Neil in a wooden barrel cold tub in the garden, water steaming around him

Cold water and autophagy: what the cold does to your cells


The first time I got into proper cold water it was a UK river in February, in a wetsuit only on my feet, with two friends who had been doing it longer than I had. I lasted maybe ninety seconds, came out swearing, and felt better that afternoon than I had in months. That session is the reason I bought a tub.

Three of us in a UK river in winter, leaning on the wooden walkway, smiling.

For the next three winters I had a wooden barrel-style cold tub in the garden and I got into it three or four mornings a week, first thing, before coffee, before the day had a chance to get going. My rule was minutes per degree centigrade. If the water was 5°C I stayed in for five minutes. If it was 8°C I stayed for eight. Cheap protocol, dose scales with the stimulus, no thinking required at six in the morning.
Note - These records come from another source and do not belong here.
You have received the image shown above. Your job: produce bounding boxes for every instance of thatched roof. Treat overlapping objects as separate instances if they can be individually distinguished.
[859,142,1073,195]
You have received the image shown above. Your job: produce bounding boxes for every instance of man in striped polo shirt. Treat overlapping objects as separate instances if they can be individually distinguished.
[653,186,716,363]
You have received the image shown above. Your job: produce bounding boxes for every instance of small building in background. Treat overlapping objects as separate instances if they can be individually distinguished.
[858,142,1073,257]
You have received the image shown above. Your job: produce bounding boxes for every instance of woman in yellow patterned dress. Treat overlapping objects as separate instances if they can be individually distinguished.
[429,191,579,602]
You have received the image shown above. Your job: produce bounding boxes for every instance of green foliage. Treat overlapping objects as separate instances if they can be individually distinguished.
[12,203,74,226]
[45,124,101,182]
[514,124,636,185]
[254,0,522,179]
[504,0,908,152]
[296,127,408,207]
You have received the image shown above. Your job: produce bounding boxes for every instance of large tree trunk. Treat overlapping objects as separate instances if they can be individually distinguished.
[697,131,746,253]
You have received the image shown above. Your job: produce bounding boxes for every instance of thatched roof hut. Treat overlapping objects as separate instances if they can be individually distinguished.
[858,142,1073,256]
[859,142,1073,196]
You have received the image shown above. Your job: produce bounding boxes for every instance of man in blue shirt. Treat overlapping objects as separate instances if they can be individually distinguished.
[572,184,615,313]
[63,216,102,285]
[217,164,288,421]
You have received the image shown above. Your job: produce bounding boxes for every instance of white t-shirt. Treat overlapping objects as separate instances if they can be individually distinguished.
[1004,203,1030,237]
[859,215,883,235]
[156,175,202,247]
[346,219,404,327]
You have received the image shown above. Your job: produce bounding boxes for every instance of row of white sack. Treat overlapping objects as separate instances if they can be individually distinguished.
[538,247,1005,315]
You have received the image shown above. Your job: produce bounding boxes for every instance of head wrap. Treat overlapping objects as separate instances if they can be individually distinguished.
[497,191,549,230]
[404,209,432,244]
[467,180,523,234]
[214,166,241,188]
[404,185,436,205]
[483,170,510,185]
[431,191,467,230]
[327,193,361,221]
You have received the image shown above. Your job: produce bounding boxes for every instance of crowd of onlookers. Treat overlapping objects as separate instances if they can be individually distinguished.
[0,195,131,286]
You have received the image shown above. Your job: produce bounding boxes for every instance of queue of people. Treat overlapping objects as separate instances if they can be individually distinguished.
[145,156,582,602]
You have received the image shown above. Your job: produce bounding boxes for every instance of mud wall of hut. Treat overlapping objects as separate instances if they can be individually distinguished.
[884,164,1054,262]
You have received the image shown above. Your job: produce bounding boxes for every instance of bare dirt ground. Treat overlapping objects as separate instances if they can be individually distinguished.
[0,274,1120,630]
It changed me. Not in the influencer sense. In the boring, quiet sense: better mood through the winter, better sleep, a more consistent training response, and a kind of baseline composure that I had not had in my mid-thirties. I have since moved abroad, the tub is gone, and I now get cold the way most people do, which is at spas with a cold plunge, two or three times a month. A new tub is on the shopping list.

This is the practitioner’s read on what cold water actually does, what the human evidence supports, and the protocol I will be picking back up the day my new tub arrives.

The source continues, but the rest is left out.